Compañía de Jesús
Fundada por San Ignacio de Loyola el 27 de septiembre de 1.540, en Roma. La Compañía de Jesús, aunque aprobada por la Santa Sede en el año 1.540, tiene su origen remontándose a 1.534 y su primera aprobación, fue otorgada por el Papa Paulo III, en 1.539. Desde su principio su finalidad es la acción apostólica. Emiten los tres votos religiosos, simples y perpetuos, y el voto especial de los profesos al Romano Pontífice, en materia de misiones. La historia de la Compañía de Jesús se divide en dos grandes períodos separados por su extinción (1.773) y su posterior restauración (1.814). Apenas fundada su acción abarcó todos los campos de la vida religiosa, lo que la constituyó en el prototipo de la Contrarreforma.

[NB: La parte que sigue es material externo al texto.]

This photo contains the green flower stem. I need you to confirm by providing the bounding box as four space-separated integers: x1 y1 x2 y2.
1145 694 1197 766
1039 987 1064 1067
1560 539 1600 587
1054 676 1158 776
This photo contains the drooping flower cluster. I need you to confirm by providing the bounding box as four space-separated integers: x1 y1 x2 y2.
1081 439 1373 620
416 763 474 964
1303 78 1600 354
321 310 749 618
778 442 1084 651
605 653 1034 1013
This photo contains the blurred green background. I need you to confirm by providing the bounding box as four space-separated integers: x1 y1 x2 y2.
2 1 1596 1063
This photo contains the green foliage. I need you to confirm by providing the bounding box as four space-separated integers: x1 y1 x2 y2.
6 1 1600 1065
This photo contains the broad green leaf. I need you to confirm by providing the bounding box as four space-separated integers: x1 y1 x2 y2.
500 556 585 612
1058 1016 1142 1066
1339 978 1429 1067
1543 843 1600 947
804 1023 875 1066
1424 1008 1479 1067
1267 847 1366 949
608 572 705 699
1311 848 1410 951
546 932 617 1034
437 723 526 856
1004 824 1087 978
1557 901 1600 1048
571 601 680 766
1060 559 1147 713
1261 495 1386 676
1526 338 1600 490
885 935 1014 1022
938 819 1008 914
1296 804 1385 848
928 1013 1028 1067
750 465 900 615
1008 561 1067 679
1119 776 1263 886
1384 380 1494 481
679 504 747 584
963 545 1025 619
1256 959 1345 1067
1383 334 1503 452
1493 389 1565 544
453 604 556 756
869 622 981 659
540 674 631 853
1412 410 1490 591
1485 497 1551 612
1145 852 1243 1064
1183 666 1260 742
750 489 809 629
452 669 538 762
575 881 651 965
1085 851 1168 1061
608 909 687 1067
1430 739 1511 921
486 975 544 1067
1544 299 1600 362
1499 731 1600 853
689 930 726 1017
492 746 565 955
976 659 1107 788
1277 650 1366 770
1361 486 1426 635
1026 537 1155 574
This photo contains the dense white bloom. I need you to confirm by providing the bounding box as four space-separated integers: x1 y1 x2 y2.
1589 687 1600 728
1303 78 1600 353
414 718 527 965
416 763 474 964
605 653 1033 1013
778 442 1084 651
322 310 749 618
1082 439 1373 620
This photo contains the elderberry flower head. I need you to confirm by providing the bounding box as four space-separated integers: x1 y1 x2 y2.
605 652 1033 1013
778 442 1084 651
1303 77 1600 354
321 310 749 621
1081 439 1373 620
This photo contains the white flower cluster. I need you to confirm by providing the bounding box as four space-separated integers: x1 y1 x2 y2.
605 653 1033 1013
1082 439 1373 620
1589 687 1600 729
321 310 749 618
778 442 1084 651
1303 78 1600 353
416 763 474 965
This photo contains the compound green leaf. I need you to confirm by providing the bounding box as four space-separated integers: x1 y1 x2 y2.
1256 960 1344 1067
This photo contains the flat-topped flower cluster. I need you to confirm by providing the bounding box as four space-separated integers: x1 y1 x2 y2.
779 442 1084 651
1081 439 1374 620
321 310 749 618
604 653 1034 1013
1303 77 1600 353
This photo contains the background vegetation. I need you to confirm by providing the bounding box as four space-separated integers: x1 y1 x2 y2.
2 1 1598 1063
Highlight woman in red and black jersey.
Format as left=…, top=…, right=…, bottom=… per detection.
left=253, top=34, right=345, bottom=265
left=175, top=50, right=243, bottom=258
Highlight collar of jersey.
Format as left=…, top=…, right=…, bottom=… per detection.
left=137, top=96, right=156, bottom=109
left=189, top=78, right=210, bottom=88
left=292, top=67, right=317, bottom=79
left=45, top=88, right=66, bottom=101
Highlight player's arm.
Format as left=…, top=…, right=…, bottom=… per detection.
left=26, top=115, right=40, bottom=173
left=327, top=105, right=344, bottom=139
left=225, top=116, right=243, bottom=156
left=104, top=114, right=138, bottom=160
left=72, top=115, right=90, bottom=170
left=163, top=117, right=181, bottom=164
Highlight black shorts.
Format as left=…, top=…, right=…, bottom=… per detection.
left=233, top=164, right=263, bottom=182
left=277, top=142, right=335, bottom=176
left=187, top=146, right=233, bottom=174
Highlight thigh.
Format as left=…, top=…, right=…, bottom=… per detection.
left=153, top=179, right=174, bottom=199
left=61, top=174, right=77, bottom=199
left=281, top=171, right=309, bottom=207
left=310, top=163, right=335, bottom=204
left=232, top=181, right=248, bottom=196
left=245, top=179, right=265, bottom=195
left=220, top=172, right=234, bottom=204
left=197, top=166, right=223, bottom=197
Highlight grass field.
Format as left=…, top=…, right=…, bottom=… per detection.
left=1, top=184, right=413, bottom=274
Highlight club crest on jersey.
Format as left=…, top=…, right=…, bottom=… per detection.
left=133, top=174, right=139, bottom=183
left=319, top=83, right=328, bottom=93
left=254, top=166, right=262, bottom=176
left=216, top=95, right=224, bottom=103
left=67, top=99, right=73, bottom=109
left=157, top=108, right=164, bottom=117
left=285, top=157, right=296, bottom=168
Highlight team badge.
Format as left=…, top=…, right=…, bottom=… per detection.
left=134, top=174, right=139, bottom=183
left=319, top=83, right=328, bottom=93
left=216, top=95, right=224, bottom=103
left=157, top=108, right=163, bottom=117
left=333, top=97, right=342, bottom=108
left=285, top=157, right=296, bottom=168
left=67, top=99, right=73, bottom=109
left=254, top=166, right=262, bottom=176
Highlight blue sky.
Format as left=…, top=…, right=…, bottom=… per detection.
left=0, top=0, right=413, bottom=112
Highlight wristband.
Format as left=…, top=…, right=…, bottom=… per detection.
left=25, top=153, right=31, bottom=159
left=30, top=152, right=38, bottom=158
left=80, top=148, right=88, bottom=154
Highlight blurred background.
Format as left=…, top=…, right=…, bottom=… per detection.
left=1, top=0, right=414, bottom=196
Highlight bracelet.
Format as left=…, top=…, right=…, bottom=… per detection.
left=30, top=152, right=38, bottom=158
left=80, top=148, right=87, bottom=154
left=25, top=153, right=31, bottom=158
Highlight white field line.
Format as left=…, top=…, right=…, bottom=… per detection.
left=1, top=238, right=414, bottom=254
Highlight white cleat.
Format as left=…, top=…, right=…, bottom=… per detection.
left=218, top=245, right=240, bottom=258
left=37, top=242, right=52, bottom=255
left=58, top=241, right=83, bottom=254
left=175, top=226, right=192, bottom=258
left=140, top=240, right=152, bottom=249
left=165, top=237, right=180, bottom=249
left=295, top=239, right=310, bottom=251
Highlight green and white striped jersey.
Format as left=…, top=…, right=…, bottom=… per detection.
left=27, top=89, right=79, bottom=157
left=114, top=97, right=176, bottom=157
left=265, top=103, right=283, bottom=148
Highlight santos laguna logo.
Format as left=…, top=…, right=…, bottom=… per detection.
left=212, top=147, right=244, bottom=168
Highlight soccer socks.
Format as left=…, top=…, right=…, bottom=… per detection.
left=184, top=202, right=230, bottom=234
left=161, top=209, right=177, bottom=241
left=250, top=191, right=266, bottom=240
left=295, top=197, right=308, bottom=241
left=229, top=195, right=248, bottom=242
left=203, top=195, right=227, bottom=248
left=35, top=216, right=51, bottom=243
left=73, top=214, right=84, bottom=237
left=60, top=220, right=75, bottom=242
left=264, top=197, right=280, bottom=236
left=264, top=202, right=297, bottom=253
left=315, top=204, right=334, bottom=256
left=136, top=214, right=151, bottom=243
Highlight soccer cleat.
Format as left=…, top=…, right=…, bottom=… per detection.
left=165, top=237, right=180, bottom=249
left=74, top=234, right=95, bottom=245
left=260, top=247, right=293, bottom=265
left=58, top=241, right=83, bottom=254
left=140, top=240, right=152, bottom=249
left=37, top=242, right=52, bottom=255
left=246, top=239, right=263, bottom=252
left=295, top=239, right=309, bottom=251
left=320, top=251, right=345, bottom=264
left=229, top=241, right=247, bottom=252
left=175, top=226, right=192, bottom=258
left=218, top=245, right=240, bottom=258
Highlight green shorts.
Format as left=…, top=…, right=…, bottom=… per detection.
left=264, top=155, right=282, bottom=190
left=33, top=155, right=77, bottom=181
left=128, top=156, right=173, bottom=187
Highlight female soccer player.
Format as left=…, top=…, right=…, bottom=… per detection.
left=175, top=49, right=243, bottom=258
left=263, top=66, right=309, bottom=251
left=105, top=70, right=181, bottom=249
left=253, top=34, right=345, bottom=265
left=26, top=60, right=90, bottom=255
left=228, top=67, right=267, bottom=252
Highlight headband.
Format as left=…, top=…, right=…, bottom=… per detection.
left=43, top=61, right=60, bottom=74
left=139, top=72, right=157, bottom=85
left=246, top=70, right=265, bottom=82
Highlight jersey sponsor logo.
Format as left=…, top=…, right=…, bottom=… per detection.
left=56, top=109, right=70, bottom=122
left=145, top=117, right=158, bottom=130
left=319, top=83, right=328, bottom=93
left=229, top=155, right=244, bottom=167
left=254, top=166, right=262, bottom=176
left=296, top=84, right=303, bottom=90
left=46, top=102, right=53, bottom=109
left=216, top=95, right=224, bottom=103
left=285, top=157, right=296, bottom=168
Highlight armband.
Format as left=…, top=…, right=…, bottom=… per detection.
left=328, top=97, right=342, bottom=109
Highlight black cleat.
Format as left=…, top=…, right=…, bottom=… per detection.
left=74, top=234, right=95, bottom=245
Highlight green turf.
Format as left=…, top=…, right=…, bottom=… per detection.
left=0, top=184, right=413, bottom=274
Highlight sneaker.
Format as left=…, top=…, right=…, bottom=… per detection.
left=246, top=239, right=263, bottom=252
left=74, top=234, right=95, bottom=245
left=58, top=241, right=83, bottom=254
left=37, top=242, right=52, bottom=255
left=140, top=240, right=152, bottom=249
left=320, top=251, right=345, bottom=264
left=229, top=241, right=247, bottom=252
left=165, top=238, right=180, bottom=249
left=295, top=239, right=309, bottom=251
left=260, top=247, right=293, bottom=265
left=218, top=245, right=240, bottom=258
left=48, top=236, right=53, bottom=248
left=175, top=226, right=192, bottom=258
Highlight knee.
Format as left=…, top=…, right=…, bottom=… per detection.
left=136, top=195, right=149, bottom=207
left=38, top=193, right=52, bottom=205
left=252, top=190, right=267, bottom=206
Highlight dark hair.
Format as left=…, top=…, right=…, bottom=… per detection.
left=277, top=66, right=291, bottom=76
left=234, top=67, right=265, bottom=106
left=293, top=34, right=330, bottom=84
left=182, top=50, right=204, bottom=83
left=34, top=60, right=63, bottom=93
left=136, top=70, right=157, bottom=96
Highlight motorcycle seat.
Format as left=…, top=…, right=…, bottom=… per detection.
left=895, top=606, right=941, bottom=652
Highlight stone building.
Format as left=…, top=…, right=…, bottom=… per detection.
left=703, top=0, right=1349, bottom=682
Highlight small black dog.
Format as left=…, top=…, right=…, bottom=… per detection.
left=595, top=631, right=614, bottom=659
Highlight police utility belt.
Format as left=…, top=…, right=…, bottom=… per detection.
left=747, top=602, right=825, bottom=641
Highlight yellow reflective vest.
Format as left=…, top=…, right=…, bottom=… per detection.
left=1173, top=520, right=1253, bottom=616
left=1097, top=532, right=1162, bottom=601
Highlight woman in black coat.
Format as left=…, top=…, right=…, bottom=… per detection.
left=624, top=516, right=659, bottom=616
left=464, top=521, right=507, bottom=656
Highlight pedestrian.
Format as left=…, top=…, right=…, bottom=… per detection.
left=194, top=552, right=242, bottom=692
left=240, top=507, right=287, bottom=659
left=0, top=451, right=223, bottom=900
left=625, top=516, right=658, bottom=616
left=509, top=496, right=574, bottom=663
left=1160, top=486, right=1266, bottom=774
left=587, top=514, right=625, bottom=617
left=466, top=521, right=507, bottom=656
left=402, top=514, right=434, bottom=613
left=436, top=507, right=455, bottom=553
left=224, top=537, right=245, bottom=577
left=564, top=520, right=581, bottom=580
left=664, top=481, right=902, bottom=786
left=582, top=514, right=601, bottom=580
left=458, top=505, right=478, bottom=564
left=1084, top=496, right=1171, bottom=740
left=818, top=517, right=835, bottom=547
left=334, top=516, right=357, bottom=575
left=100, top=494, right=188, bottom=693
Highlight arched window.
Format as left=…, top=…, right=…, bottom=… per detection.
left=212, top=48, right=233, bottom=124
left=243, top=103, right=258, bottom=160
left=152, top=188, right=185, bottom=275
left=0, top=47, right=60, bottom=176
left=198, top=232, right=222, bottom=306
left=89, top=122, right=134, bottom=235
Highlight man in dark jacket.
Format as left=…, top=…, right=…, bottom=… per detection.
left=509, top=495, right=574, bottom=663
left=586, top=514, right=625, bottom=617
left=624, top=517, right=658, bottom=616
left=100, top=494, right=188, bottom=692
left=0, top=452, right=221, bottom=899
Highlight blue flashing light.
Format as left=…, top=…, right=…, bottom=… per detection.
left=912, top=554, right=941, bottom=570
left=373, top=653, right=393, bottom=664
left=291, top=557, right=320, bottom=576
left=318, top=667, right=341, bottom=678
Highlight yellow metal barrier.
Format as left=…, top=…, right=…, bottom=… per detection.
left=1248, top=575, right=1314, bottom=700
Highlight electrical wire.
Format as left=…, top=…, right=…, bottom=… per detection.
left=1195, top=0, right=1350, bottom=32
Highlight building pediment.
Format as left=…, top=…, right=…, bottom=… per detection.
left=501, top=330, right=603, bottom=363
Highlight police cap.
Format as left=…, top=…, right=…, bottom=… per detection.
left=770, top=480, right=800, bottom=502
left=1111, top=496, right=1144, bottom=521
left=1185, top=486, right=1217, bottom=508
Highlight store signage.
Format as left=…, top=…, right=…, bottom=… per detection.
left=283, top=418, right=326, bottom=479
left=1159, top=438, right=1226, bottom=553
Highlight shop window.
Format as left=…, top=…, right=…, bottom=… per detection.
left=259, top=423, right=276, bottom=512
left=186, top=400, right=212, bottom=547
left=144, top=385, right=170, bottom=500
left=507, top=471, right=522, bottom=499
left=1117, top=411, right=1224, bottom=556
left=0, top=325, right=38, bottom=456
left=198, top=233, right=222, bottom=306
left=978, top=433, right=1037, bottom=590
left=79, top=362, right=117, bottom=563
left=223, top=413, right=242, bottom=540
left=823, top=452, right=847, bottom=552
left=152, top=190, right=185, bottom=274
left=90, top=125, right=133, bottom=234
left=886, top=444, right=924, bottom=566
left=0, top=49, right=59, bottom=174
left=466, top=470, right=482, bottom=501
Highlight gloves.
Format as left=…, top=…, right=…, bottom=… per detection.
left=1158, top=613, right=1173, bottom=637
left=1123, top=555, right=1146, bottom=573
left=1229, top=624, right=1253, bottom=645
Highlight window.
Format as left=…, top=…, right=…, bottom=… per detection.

San Francisco Javier en 1.541 abrió el campo misional asiático, al que siguieron el Congo (1.547) el Brasil (1.549) y progresivamente todo el Nuevo Mundo. El siglo XVI se cerró con el suplicio y muerte de los mártires de Nahasaki (1.597) y la firme actitud del prepósito general Acquaviva ante un intento de cambiar la finalidad de la congregación. El siglo XVII se inició con una primera expulsión, que se produjo en Venecia, en 1.606, y la penetración en China, conjuntamente con la creación de las reducciones del Paraguay. El origen de las reducciones jesuitas está, probablemente, en los experimentos realizados en la Misión de Juli donde llegó en el año 1.607 Diego de Torres como Provincial del Paraguay. Su crecimiento y número de población, fue muy rápido y la obra de los jesuitas logró, durante un siglo y medio, la pacificación y establecimiento de cerca de cien mil indios, organizados en comunidades agrarias. Los indios de estas reducciones estaban oficialmente incorporados a la Corona, representada por los jesuítas, independientes de cualquier otra autoridad colonial. Los indios no estaban sometidos a la encomienda, pero el trabajo era obligatorio, con horarios fijos que se alternaban con las prácticas religiosas. El régimen económico era comunitario y aunque el trabajo fue preferentemente agrícola, los jesuítas enseñaron a los indios diversos oficios, creando grandes empresas artesanales. La política jesuíta consistió en adaptarse a la sicología indígena y de ahí el éxito que tuvieron. Pero como la envidia es inherente al ser humano, pronto se alzaron voces, elevadas hasta la Corona española, denunciando que lo que pretendían los jesuítas era crear un imperio jesuítico, lo que contribuyó a la decisión real de suprimir la Compañía de Jesús. (1767-68). Tan funesta decisión, provocó la ruina económica de las reducciones, el progresivo empobrecimiento de los indios y, en resumidas cuentas, la total aniquilación de lo que había sido una obra perfecta.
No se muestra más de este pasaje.